Quand le comparé et le comparant sont tous deux présents dans la phrase, on parle de métaphore in prasentia. Seules les métaphores substantivales peuvent faire l’objet d’une utilisation in praesentia. Le lien entre les deux peut se présenter syntaxiquement de différentes manières :

– avec un est d’équivalence (Verlaine) :

Votre âme est un paysage choisi

– par une apposition, avec ou sans démonstratif (Baudelaire)

Milles pensers dormaient, chrysalides funèbres

– un rapport de substantif/verbe (Laforgue) :

Un tic-tac froid rit en nos poches

– un rapport de détermination (Laforgue) :

le lait caillé des bons usages

Quand ne figure que le comparant, on parle de métaphore in absentia. C’est ce que l’on trouve au début du « Cimetière marin » de Valéry, le comparé n’étant éclairé que par la suite du poème :

Ce toit tranquille où marchent les colombes,
Entre les pins palpite, entre les tombes.
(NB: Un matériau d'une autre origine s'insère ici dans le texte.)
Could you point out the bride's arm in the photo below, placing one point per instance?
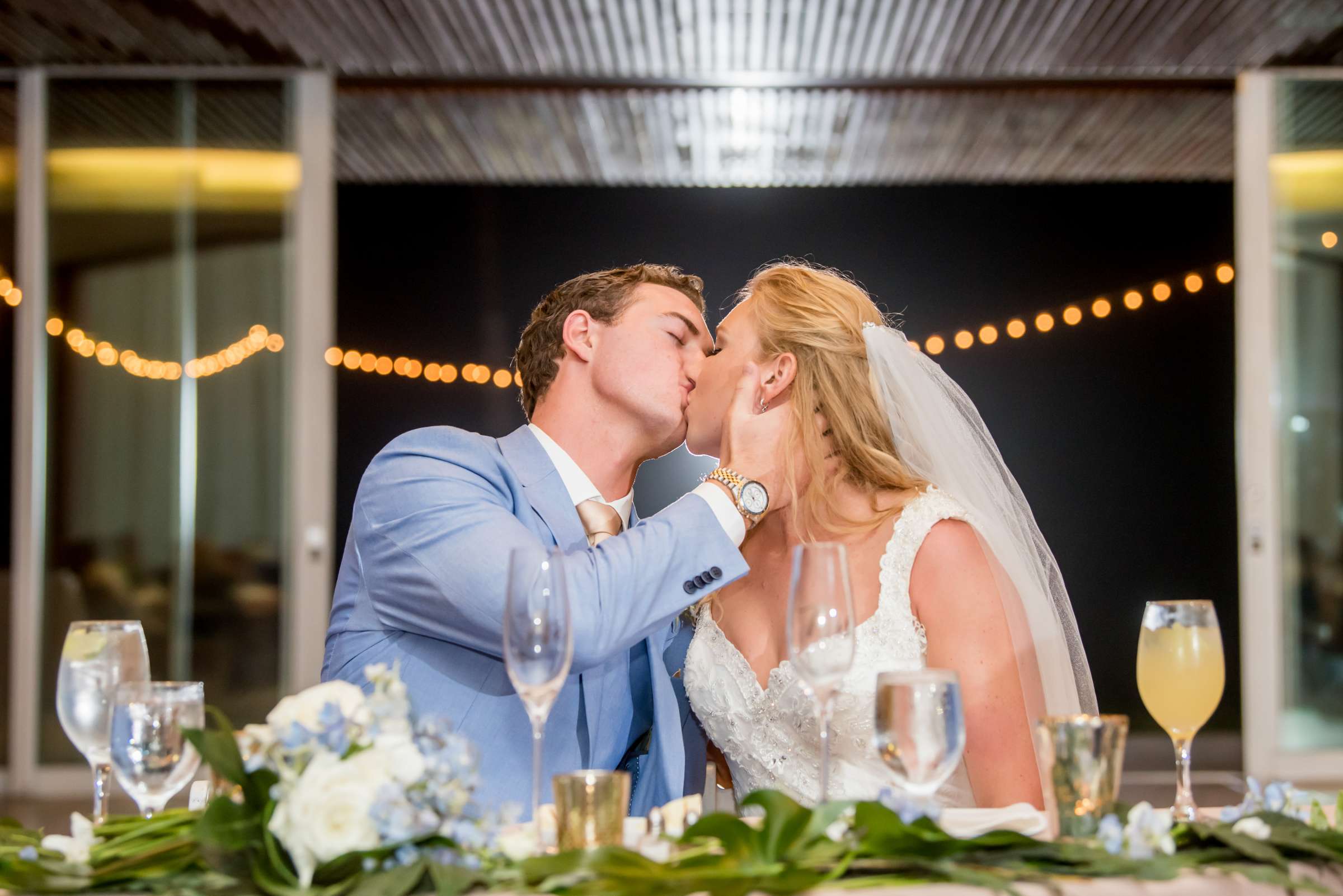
(952, 593)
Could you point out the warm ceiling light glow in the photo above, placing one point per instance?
(152, 177)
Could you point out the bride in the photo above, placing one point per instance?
(947, 565)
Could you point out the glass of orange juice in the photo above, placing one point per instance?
(1181, 675)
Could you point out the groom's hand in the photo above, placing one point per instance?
(753, 442)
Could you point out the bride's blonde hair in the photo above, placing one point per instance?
(817, 314)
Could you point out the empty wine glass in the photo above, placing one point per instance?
(151, 754)
(96, 658)
(921, 728)
(538, 645)
(820, 628)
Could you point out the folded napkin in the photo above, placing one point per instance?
(970, 823)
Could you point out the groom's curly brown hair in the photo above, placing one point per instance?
(605, 295)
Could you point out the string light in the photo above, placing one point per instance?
(413, 369)
(1072, 314)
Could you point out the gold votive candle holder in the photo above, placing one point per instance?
(1083, 757)
(590, 808)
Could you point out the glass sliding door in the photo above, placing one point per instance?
(178, 257)
(1291, 338)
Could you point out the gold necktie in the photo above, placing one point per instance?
(599, 521)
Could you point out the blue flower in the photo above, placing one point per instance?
(331, 716)
(296, 737)
(1111, 834)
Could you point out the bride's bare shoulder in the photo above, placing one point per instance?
(950, 568)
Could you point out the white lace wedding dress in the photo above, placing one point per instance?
(770, 737)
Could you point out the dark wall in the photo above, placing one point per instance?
(1120, 431)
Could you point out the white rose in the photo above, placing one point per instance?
(1253, 828)
(327, 813)
(307, 706)
(77, 846)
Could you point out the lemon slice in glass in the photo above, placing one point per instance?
(84, 645)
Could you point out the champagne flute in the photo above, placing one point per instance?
(1181, 674)
(921, 728)
(538, 645)
(96, 658)
(151, 754)
(820, 628)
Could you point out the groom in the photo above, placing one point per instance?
(608, 365)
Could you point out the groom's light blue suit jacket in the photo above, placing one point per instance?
(422, 581)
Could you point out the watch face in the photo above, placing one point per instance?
(755, 498)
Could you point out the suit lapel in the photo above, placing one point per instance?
(551, 501)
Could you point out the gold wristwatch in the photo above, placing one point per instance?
(751, 498)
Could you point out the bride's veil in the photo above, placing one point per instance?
(941, 436)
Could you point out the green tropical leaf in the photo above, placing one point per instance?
(395, 881)
(785, 821)
(454, 880)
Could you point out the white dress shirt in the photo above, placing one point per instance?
(581, 489)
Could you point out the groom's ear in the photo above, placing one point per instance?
(579, 334)
(777, 376)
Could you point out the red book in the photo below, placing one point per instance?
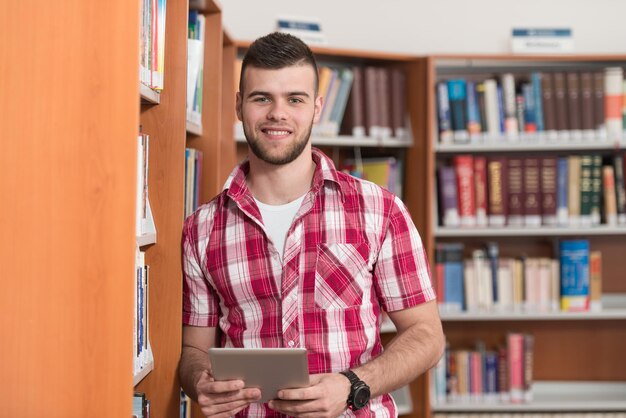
(480, 184)
(464, 168)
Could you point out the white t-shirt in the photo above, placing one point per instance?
(278, 219)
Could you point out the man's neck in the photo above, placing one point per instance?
(280, 184)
La métaphore exige d’être reconnue (dans « le vieux chêne est mort », parle-t-on de mon grand-père ou d’un arbre du jardin ?), pour être ensuite construite (on isole un sème qui prend, du coup, une valeur hyperbolique : « Paul est un oiseau » n’a pas le même sens si Paul est à table ou sur une piste de danse).

Quand la logique de la métaphore se poursuit sur plusieurs syntagmes, on parle de métaphores filée, comme dans ces quelques vers de Corneille (Le Cid, II, 8) :

Je vous l’ai déjà dit, je l’ai trouvé sans vie ;
Son flanc était ouvert ; et pour mieux m’émouvoir,
Son sang sur la poussière écrivait mon devoir ;
Ou plutôt sa valeur en cet état réduite.
Me parlait par sa plaie, et hâtait ma poursuite ;
Et pour se faire entendre au plus juste des rois,
Par cette triste bouche elle empruntait ma voix.

L’usage très fréquent de la métaphore fait qu’elle peut facilement se figer (métaphore usée) ou se lexicaliser (catachrèse). Il peut aussi y avoir défigement d’une métaphore usée : par exemple si on dit : « A un moment d’intense fatigue, le fauteuil m’a tendu les bras.»